Inferring Trips from Coordinate Soup
An app for learning about travel patterns using a smartphone does not to be complicated. Its main purpose will be to act in the background recording GPS coordinates and occasionally uploading to a database. Battery life optimizations will be different across various makes and devices, but especially phone operating system. Apple’s iOS is more efficient with a limited pool of hardware to support, but most phones are Android (2015). The specifics of an app are not important for this post, the only concern are the characteristics of the points themselves. Generally this means priorities are collection frequency—resulting in higher resolution tracks, precision—using GPS over cell-tower triangulation or wifi, and a timestamp.
The first step of the procedure is to determine from the raw GPS points in the database when a trip took place. Classification of a trip is a subjective task to begin with, even in natural conversation. “Was stopping at the corner store for some water on the way to work it’s own trip or just part of the commute? Does it matter if it was a 30 second transaction or we had to wait in line a couple minutes while others were served?” With this in mind, it seems unnatural to try to classify our daily patterns by a set of rules, but this remains a simple and effective way to detect trips.
The Algorithm
Algorithm can be a scary sounding word that gets tossed around without much consideration to who is listening. I like to think of it like a cooking recipe: you have a list of ingredients and an end goal; the algorithm is the list of steps to get there. In this case, the ingredients include a bunch of latitude and longitude coordinates. Degree-based systems are useful for circumnavigating the world by a ship, but less so when trying to measure the distance between two objects in meters. The first step in the trip finding algorithm is to ensure everything is in a consistent UTM format.
Conceptually, the approach to trip detection is rather simple. Take all the GPS coordinates as a single path and cut it up into the smallest possible trip parts, or segments. Then according to patterns observed in real life (we’ll call these our rules), we stitch these segments back together as individual trips. Since our approach is rule-based or deterministic, the philosophy is to work top-down incrementally: take care of the obvious rules first, look at what is left over, and refine the procedure with something a little more specific.
The second step is most dependent on how often our smartphone app collects a measurement, since the segments are first divided by periods of inactivity. The app used in this research assists by attempting to set a geofence which will deactivate the device GPS when a user remains in a single spot for a prolonged period. The algorithm creates its atomic segments when it finds a time gap of six minutes or greater between points.
In the next step, we include some more ingredients for our algorithm. Some of the detected time gaps occur when a user is waiting for a bus or riding the subway, so we need to know where the pickup points and stations are. A subway trip is pretty noticeable as a user seemingly disappears from one part of the city and reappears in another in a relatively short timespan. By testing the start and end point of each trip segment, the algorithm checks whether a metro station is present within a certain distance (300m). If there is one near both points, and the stations aren’t actually the same station, the algorithm tests whether a user disappears for less than 80 minutes (the maximum possible trip length on the Montréal metro plus 10 minutes for waiting on the platform) and travelled an average of ≥10 cm/s during that time. If these conditions are all true, the algorithm stitches the segments together and makes note of it as a metro trip (to be used in summary statistics and mode detection). When two or more segments are found to be connected by metro, these segments are flattened into a single new trip segment.

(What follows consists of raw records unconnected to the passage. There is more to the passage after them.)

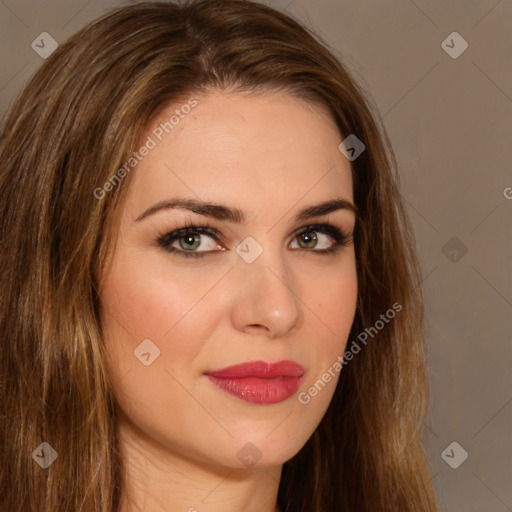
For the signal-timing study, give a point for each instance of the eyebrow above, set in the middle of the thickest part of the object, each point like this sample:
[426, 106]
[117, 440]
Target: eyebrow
[235, 215]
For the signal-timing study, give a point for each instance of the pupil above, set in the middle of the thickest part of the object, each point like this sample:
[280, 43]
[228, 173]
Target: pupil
[309, 238]
[190, 241]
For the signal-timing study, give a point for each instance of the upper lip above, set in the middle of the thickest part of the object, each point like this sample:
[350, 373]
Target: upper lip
[259, 369]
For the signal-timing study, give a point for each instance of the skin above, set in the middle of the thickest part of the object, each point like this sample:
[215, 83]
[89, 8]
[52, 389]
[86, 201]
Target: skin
[270, 156]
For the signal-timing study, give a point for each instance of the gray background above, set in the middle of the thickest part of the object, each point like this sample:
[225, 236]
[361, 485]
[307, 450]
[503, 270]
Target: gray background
[450, 121]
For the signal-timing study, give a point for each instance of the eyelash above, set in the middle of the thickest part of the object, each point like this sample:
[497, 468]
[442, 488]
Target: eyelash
[341, 239]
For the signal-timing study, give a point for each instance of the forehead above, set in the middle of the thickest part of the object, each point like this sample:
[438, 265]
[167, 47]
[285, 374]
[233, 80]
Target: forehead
[259, 149]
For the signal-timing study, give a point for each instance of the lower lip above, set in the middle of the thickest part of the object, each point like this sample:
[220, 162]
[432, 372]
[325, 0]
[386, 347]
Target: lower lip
[259, 391]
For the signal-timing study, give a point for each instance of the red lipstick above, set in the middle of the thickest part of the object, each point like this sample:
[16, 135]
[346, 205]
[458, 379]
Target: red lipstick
[259, 382]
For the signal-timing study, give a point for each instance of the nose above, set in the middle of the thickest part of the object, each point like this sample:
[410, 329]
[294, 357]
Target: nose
[265, 300]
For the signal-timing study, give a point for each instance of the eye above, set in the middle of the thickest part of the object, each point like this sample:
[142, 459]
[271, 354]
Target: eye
[308, 238]
[188, 241]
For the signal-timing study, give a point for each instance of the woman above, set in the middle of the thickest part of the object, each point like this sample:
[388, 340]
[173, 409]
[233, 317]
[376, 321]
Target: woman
[210, 299]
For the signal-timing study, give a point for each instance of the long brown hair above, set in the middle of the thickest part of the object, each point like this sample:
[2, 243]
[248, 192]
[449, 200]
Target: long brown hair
[74, 125]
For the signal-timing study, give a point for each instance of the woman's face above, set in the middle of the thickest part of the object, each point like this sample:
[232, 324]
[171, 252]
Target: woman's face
[252, 289]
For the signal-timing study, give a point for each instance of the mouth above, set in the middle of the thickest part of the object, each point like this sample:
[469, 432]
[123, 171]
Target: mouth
[259, 382]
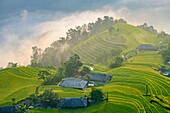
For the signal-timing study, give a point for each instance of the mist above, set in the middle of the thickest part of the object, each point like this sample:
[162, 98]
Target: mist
[22, 31]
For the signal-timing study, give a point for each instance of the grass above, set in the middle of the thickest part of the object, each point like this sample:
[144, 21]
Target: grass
[17, 83]
[127, 89]
[97, 49]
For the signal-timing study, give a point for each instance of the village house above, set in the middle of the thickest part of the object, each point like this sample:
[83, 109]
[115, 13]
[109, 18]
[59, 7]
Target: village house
[148, 47]
[73, 83]
[99, 77]
[72, 103]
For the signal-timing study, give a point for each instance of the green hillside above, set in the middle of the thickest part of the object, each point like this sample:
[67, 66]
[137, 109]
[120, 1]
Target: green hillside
[127, 88]
[97, 49]
[17, 83]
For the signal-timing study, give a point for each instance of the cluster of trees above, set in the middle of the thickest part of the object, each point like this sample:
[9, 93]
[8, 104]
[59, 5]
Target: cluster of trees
[70, 68]
[96, 95]
[166, 54]
[59, 51]
[151, 29]
[50, 99]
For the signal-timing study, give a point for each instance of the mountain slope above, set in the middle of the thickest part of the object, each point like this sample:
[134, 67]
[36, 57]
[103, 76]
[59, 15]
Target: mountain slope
[97, 49]
[17, 83]
[126, 90]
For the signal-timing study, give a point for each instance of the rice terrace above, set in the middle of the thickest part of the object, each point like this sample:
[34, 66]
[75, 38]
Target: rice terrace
[104, 66]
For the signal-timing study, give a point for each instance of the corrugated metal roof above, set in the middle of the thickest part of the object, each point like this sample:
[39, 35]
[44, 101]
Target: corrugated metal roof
[73, 83]
[72, 103]
[100, 77]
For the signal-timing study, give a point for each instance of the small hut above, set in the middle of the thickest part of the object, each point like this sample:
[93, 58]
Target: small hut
[148, 47]
[72, 103]
[73, 83]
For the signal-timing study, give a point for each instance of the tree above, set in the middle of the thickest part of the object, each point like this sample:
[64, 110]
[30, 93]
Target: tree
[110, 29]
[84, 70]
[72, 65]
[22, 108]
[36, 56]
[13, 101]
[96, 94]
[116, 52]
[11, 65]
[49, 98]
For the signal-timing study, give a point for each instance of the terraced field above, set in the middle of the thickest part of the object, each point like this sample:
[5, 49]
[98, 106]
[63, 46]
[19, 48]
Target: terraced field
[97, 49]
[17, 83]
[127, 89]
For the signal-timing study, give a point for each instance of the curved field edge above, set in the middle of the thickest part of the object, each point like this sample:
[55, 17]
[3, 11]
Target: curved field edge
[17, 83]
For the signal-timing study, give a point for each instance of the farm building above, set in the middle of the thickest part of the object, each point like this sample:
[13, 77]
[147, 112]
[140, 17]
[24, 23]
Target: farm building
[164, 71]
[73, 83]
[8, 109]
[147, 47]
[100, 77]
[72, 103]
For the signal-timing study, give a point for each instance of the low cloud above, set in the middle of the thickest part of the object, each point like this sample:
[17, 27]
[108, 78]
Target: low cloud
[27, 29]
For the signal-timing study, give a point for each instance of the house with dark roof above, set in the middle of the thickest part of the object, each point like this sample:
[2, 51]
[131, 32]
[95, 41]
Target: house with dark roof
[100, 77]
[72, 103]
[8, 109]
[147, 47]
[73, 83]
[164, 71]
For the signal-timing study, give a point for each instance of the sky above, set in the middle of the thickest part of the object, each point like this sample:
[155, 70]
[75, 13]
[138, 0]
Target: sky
[28, 23]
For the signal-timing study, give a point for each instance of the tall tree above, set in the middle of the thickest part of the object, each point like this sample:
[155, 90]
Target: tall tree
[36, 56]
[72, 65]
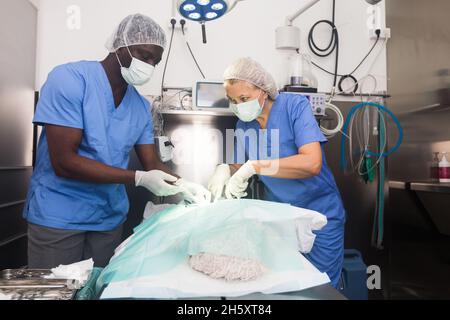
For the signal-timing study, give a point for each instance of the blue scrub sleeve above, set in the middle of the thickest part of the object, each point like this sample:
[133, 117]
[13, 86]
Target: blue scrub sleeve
[147, 136]
[61, 99]
[305, 126]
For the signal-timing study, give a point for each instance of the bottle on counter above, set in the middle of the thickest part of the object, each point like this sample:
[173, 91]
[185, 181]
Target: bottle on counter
[434, 169]
[444, 169]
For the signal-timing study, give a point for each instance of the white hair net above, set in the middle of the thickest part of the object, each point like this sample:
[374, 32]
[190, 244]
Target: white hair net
[247, 69]
[136, 29]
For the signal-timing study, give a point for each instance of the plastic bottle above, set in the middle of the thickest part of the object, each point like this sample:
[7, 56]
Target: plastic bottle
[434, 169]
[444, 169]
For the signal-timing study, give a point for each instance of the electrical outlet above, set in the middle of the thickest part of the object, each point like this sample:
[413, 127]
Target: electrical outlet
[385, 33]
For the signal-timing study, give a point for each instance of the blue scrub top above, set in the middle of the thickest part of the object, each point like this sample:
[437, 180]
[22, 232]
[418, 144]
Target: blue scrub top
[292, 116]
[79, 95]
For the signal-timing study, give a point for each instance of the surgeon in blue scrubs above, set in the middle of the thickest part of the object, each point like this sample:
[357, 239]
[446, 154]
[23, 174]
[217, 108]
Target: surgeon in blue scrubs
[92, 116]
[282, 141]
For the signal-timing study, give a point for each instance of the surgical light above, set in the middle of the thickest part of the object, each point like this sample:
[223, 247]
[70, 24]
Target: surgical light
[189, 7]
[211, 15]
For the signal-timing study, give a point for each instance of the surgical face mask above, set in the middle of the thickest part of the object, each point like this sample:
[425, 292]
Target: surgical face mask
[139, 72]
[247, 111]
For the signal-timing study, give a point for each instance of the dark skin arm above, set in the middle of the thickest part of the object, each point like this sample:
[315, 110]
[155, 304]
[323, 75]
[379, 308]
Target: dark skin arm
[149, 159]
[63, 144]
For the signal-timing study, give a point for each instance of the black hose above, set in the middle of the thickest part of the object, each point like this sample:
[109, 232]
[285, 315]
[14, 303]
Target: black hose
[333, 45]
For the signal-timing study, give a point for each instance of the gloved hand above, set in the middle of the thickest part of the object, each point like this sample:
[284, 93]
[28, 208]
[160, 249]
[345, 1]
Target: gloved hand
[238, 183]
[157, 182]
[193, 192]
[219, 180]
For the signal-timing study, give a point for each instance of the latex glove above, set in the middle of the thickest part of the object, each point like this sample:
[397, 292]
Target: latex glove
[219, 180]
[238, 183]
[193, 192]
[157, 182]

The next step operates similarly for bus trips, however the user does not disappear from the map completely. Instead, this part of the algorithm tests whether the start and end point of all segments occur within bus stop junctions, joins these segments to the adjacent ones and flattens them to a new segment as before. By doing this, it’s assumed that all bus trips will also have walking segments to and from the station (Stopher?). The time break rule is relaxed to 10 minutes (it’s kept so we don’t start over-classifying bus trips), as we assume this to be a maximum bus waiting period. Of course, this isn’t always the case but is a reasonable assumption under normal conditions.
Sometimes as a user is traveling, GPS points will stop collecting (inexplicably, from the researchers’ point of view). This can happen when a driver goes through a long tunnel, but is also observed during otherwise normal travel periods. The algorithm accounts for this by performing a velocity check between segments. If the distance between them is greater than average walking speed (taken as 5 m/s) for the time gap length, these segments are stitched together.
The last step in the algorithm is to look for missing trips, which occurs when a user disables the app and travels to a new destination before re-enabling it again. With the metro trips filtered out, the remaining trips missing connections will be the missing trips. Keeping track of the missing trips creates a connected path of a user’s stops around the city.